I’m much less hopeful than I was two days ago.
Yesterday I attended the Massachusetts Medical Society’s Eighth Annual Leadership Forum where I was one of four speakers. This year, the Society (which owns The New England Journal of Medicine) focused on the cost of health care –with a special emphasis on funding universal coverage in Massachusetts. The new was not good. While the citizens of Massachusetts believe that everyone has a right to health care (when polled 92% say “yes”), no one wants to pay for universal coverage.

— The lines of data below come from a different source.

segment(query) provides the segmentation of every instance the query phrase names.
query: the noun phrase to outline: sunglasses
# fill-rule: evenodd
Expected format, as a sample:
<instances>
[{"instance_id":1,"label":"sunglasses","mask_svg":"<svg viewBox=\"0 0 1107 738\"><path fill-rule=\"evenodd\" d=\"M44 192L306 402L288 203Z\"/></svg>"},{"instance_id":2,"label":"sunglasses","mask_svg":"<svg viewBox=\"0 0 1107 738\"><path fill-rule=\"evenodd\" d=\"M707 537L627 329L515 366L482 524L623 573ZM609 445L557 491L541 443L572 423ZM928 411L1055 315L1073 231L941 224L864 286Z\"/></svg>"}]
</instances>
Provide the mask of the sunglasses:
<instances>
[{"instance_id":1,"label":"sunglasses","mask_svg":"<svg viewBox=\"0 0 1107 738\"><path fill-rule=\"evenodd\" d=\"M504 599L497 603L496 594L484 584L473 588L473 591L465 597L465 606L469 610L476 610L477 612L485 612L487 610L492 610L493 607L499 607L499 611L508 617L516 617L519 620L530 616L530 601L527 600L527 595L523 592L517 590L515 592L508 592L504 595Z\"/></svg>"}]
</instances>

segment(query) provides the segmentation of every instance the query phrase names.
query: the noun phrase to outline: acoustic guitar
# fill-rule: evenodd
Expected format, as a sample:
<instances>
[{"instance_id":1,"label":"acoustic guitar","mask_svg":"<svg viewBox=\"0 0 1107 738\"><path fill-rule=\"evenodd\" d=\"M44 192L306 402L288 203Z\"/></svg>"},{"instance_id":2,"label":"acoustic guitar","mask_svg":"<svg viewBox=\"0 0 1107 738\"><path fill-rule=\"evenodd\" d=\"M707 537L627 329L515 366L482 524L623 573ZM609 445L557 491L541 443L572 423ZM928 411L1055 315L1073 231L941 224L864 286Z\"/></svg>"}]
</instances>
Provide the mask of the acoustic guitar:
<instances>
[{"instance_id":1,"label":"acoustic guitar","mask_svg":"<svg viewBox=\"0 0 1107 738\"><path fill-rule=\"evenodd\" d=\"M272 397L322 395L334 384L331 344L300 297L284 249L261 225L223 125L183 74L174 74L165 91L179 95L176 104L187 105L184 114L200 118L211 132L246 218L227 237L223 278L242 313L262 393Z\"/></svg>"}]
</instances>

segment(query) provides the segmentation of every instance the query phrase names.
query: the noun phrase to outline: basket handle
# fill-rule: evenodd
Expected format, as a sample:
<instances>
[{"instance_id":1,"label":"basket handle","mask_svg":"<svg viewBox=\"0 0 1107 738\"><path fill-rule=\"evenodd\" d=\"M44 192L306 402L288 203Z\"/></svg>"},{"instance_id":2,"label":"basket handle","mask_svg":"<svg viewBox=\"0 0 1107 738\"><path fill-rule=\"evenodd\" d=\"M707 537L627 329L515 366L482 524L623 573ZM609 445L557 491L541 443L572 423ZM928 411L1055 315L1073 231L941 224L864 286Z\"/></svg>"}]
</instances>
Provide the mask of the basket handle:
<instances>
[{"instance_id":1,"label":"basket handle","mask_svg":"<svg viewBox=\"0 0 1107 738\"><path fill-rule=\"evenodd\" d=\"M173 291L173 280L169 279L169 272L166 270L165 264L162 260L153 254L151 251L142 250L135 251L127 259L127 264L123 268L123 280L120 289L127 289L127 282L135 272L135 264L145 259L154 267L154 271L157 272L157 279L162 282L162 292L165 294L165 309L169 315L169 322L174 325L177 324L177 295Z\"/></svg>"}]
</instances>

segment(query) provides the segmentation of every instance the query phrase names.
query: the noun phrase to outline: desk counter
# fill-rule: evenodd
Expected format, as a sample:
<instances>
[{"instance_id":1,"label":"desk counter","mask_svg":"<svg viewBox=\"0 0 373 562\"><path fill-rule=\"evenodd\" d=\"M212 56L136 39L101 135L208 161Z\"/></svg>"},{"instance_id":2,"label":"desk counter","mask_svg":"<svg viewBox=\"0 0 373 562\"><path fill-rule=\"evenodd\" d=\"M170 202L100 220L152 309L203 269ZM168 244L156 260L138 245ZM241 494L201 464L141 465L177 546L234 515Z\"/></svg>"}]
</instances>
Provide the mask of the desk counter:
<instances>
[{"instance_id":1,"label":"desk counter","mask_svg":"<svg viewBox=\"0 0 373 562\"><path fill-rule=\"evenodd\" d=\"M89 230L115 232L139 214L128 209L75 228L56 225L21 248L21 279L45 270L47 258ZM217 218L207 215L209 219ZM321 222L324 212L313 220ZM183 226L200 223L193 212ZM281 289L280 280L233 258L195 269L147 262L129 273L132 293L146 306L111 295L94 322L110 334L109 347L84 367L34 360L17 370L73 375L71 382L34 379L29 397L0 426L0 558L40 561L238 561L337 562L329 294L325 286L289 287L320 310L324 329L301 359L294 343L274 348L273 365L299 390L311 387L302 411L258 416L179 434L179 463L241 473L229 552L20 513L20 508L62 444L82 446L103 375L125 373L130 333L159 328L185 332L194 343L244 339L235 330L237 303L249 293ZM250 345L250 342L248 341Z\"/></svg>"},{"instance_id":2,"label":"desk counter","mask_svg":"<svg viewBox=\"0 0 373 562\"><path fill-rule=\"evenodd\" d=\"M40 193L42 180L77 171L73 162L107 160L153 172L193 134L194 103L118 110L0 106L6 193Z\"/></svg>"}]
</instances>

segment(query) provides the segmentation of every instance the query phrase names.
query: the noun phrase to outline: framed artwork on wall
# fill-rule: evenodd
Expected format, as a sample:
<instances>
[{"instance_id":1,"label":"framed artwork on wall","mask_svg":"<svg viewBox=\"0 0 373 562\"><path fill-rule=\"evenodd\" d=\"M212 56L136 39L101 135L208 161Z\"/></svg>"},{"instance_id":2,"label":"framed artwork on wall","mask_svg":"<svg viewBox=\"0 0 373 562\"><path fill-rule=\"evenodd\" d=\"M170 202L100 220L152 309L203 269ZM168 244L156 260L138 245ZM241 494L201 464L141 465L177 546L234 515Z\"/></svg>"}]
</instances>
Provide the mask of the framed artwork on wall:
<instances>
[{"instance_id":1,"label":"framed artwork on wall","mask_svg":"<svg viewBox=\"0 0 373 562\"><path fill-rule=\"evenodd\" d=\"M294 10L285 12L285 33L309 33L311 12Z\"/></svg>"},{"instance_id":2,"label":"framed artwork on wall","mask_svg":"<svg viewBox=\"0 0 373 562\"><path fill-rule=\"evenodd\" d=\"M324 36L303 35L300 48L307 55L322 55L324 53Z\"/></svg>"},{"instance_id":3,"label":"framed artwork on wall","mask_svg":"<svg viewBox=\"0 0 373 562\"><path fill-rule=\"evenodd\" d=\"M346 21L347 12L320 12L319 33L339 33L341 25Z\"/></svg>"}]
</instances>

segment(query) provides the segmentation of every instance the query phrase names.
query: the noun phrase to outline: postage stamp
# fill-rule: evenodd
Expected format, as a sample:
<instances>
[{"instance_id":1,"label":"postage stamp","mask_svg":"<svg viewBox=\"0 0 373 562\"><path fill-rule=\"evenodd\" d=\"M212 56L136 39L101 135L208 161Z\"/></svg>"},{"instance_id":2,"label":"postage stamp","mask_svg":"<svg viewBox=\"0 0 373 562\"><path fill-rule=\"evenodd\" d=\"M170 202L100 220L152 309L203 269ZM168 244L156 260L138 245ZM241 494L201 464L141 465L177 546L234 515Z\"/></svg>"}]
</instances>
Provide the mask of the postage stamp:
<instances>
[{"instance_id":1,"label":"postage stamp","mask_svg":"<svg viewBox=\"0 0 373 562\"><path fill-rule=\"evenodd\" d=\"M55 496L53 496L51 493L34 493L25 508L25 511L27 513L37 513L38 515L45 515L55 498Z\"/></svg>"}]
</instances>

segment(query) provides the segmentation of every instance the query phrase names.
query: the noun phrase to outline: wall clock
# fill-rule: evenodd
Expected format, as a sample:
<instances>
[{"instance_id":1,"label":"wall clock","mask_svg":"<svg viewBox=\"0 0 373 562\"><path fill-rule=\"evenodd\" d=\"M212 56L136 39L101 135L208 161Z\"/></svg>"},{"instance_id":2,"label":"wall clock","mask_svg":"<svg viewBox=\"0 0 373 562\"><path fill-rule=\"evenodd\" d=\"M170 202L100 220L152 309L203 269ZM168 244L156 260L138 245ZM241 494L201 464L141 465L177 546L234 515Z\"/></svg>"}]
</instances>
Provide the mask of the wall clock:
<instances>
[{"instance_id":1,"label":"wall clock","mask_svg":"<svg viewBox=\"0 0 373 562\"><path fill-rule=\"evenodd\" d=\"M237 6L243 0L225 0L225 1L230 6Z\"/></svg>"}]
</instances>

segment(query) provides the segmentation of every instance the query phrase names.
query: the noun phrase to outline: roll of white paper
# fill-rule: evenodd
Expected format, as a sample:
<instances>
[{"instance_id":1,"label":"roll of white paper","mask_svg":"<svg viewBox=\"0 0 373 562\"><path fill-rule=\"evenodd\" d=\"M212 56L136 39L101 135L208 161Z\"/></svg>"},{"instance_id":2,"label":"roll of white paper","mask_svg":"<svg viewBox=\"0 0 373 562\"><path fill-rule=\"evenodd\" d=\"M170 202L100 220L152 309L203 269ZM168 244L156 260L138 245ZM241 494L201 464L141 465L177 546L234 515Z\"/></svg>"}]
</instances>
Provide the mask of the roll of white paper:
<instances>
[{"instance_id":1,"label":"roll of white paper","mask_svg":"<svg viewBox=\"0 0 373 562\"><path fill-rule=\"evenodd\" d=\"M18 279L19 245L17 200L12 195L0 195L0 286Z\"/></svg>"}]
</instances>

When asked “if the only way to make sure that everyone can get the health care services they need is to have a substantial increase in taxes [should we do it] 55% said “no.”
One speaker at the forum recalled a man who explained why taxpayers shouldn’t have to pick up the bill: “The government should pay for it.” (He didn’t disclose who he thinks “the government” is. )
Some citizens of the Commonwealth don’t even want to pay for their own health care insurance. Under the plan, everyone in Massachusetts is required to buy insurance (or pay a penalty), with the state providing a 100% subsidy for those who earn less than 150% of the poverty level. Those receiving the full subsidy are enthusiastic. The state had hoped to sign up 57,000 uninsured and they’ve over-shot their target: 76,200 of Massachusetts’ poorest citizens have enrolled.
At the other end of the spectrum, the program isn’t doing as well. Uninsured citizens earning more than 300% of the poverty level are expected to buy their own insurance. Here, the state hoped that 228,000 of its uninsured citizens would sign up. So far, just 15,000 have enrolled. Apparently, they’ve done the math and decided that it would be cheaper to pay the penalty. But their premiums are needed to keep the program going. If more in this group don’t sign up, it is not at all clear how the state will be able to continue subsidizing the poor.
Yesterday’s first speaker, Robert Blendon, a professor of Health Policy in Harvard’s Department of Health Policy and Management, talked about what Massachusetts experience might mean for the national health care debate: “Massachusetts is the canary in the coal mine,” Blendon declared bluntly. “If it’s not breathing in 2009, people won’t go in that mine.”